A mesma valoração negativa se faz quando os sacrifícios e o incenso são, ou ofertados a outros deuses, ou encobrem a injustiça. Então, tornam-se abomináveis a YHWH, por exemplo:
(a) Ezequiel 6:13 Então sabereis que eu sou o Senhor, quando os seus mortos estiverem estendidos no meio dos seus ídolos, em redor dos seus altares, em todo outeiro alto, em todos os cumes dos montes, e debaixo de toda árvore verde, e debaixo de todo carvalho frondoso, lugares onde ofereciam suave cheiro a todos os seus ídolos;
(b) Isaías 1:13 Não continueis a trazer ofertas vãs; o incenso é para mim abominação. As luas novas, os sábados, e a convocação de assembléias ... não posso suportar a iniqüidade e o ajuntamento solene!
(c) 2 Reis 17:11 (Israel) “... queimaram incenso em todos os altos, como as nações que o Senhor expulsara de diante deles; cometeram ações iníquas, provocando à ira o Senhor”; e 2 Reis 23:5 (Judá) “Destituiu os sacerdotes idólatras que os reis de Judá haviam constituído para queimarem incenso sobre os altos nas cidades de Judá, e ao redor de Jerusalém, como também os que queimavam incenso a Baal, ao sol, à lua, aos planetas, e a todo o exército do céu”.

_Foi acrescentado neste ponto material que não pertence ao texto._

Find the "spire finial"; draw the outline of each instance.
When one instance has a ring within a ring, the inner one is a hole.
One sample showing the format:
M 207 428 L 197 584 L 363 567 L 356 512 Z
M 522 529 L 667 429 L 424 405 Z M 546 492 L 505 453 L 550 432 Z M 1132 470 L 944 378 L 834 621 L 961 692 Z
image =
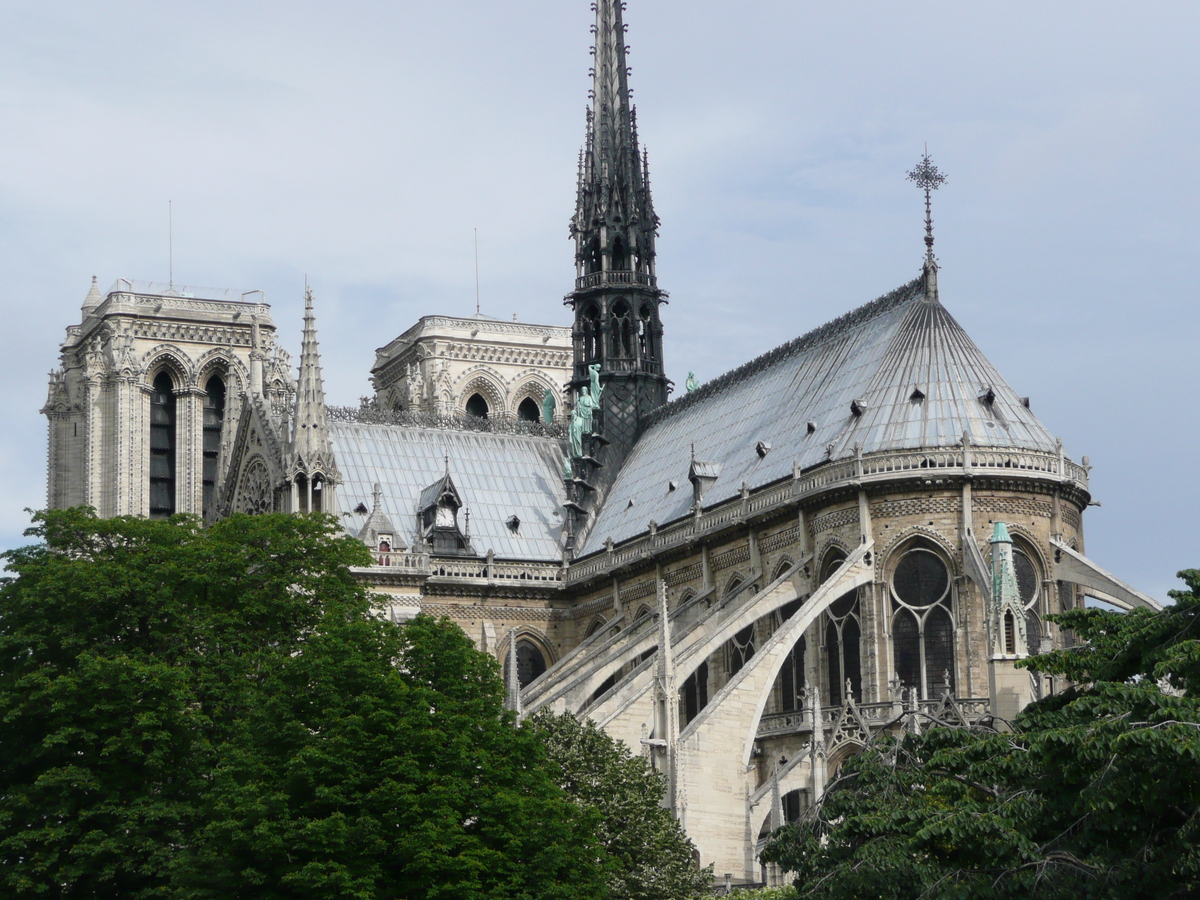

Em oposição ao regime sacrificial, o Salmo 141:2 “Suba a minha oração, como incenso, diante de ti, e seja o levantar das minhas mãos como o sacrifício da tarde!” apresenta a oração como um perfume que sobe até Deus e o comove a agir favoravelmente!
Estes exemplos mostram que já na discussão teológica do antigo Israel o acesso sacrificial a Deus era questionado. Quando o autor de Hebreus afirma que o sacrifício de Jesus é definitivo e elimina a lógica sacrificial enquanto tal, está dando continuidade a este tipo de reflexão profética sobre a inutilidade do sacrifício. A persistência da lógica sacrificial no Cristianismo revela uma inconsistência nas práticas cristãs. Inconsistência que tem servido para a manutenção de situações de injustiça e opressão, legitimadas pela crença de que o sacrifício é um pequeno preço a ser pago para alcançar a vida eterna ou, na teologia da prosperidade, as bênçãos de Deus no presente. O Deus de judeus e cristãos, porém, não necessita de sacrifícios e abomina a lógica sacrificial. Autores como René Girard e Franz Hinkelammert, críticos da lógica sacrificial, mereceriam ser mais estudados em nossos dias posto que são por demais relevantes em sua celebração acadêmica da vida!